You are not logged in. Please login at www.codechef.com to post your questions!

×

MATPER - EDITORIAL

PROBLEM LINK:

Practice

Contest: Division 1

Contest: Division 2

Setter: Mohamed Anany

Tester: Encho Mishinev

Editorialist: Taranpreet Singh

DIFFICULTY:

Medium-Hard

PREREQUISITES:

KMP String Matching, Meet in the middle and Partial Sums.

PROBLEM:

Given String $S$ of length $N$ and $M$ patterns in the String array $P$, Find number of permutations of Strings in array $P$ which match with String $S$. A permutation $p$ of strings match with string $S$ if we can choose $M$ ranges $[l_i,r_i]$ for each $i (1 \leq i \leq M)$ such that $1 \leq l_i \leq r_i < l_2 \leq r_2 \ldots < l_M \leq r_M \leq N$ such that for each valid $i$, String $S_l,S_{l+1},\ldots S_r$ equals $P_{p[i]}$.

QUICK EXPLANATION

  • Using KMP String Matching, find all positions of all patterns in String $S$. Now reverse both String $S$ and all patterns and once again, using KMP String matching, find positions of all reversed patterns on the reversed string.
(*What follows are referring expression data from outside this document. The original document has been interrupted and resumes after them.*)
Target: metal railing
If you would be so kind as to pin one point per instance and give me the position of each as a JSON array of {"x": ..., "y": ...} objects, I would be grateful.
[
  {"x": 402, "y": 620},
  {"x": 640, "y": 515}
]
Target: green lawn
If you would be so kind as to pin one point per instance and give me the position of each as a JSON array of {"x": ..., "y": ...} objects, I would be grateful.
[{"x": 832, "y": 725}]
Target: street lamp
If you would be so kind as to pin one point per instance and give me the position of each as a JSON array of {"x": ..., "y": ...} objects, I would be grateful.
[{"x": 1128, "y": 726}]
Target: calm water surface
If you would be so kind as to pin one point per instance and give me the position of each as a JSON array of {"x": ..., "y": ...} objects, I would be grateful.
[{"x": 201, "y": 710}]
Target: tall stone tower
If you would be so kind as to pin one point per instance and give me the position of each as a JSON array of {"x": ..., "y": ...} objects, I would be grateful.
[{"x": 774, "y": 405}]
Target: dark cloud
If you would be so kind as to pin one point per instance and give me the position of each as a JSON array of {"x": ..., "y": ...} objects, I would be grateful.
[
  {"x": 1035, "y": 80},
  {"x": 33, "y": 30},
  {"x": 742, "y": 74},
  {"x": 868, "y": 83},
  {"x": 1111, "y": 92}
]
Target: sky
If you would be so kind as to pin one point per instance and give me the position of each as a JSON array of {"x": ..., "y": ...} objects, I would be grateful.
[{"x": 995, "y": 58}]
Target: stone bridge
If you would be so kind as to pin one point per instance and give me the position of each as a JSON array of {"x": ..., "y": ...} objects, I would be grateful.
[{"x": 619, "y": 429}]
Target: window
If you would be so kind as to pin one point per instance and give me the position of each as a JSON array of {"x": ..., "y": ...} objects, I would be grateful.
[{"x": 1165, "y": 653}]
  • Now iterate over all bitmasks of $M$ bits which have $M/2$ bits on, and for all permutation of these set bits, find the minimum position $p$ such that all these $M/2$ patterns are completely covered in prefix up to position $p$. Using partial sums, we can now count the number of permutations of set $M/2$ bits which matches with string $S$ before position $p$.

  • For the $M-M/2$ off bits, we try all their permutations and for each permutation, find the position $p$ from the end to start such that all the patterns given by $M-M/2$ off bits are found in suffix from $p$ to end of the string in the given order, without overlapping. So, We know that for this permutation of $M-M/2$ patterns, all the permutations of first $M/2$ patterns ending before position $p$ are valid. So, We can just add val[p] to answer where val[p] denotes the number of permutations of first $M/2$ patterns ending before or at position $p$.

EXPLANATION

First things first, we are going to need the positions where each pattern is present in the string. So, we can just find all match positions using KMP algorithm (or any other string matching algorithm) and store the positions of matches for each pattern. For our purpose, we can preprocess and build an NXT[i][j] table telling the position of the first match of ith pattern at or after jth position, since it makes sense to use the first match due to optimality.
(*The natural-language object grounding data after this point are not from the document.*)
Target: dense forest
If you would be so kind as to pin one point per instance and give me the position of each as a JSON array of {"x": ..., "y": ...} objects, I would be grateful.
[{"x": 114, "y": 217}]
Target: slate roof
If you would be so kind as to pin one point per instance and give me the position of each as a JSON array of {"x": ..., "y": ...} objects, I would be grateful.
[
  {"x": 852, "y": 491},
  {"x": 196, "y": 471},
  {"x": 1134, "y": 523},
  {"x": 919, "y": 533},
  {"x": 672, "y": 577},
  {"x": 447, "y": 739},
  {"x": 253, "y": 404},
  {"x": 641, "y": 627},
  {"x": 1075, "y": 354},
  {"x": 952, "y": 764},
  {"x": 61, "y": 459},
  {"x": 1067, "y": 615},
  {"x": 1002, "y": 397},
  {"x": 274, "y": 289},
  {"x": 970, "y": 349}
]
The Naive solution for this problem shall be to iterate over all permutations of patterns and check for every permutation whether that permutation is matchable or not. This solution has complexity $O(M!*N)$ and will definitely time out for $M = 14$.
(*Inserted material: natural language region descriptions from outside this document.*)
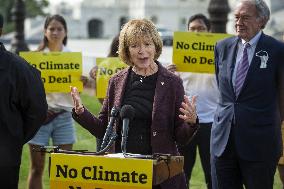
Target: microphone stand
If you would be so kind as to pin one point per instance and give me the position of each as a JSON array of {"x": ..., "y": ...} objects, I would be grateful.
[{"x": 56, "y": 149}]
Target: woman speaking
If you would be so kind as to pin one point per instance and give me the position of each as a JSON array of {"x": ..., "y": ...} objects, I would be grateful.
[{"x": 163, "y": 117}]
Let us use Meet in the middle trick here.

Let us split each permutation into two equal (or nearly equal) parts. We can see that first $M/2$ patterns may be any subset of all patterns, so we can try all subsets of $M$ patterns which is of size $M/2$. Now, These $M/2$ patterns may appear in any order and each shall be corresponding to a different permutation. So, Let us iterate over all permutation of all elements of current subsets. We can do the same for remaining $M-M/2$ patterns.

Now comes the interesting part.

Suppose we have a permutation of $M/2$ patterns (Calling it left permutation) (the ones with on bit in bitmask) and a permutation of $M-M/2$ patterns (calling it right permutation) (the ones with off bit in bitmask). How can we check if any pair of left and right permutation form a matchable permutation?

Let us suppose that $p$ is the first position in the string $S$ such that All the first $M/2$ patterns are present in String $S[0, p]$ in order of left permutation such that no two patterns overlap. Also suppose that $q$ is the last position in the string $S$ such that all $M-M/2$ patterns are present in $S[q, N-1]$ in order of right permutation such that no two patterns overlap.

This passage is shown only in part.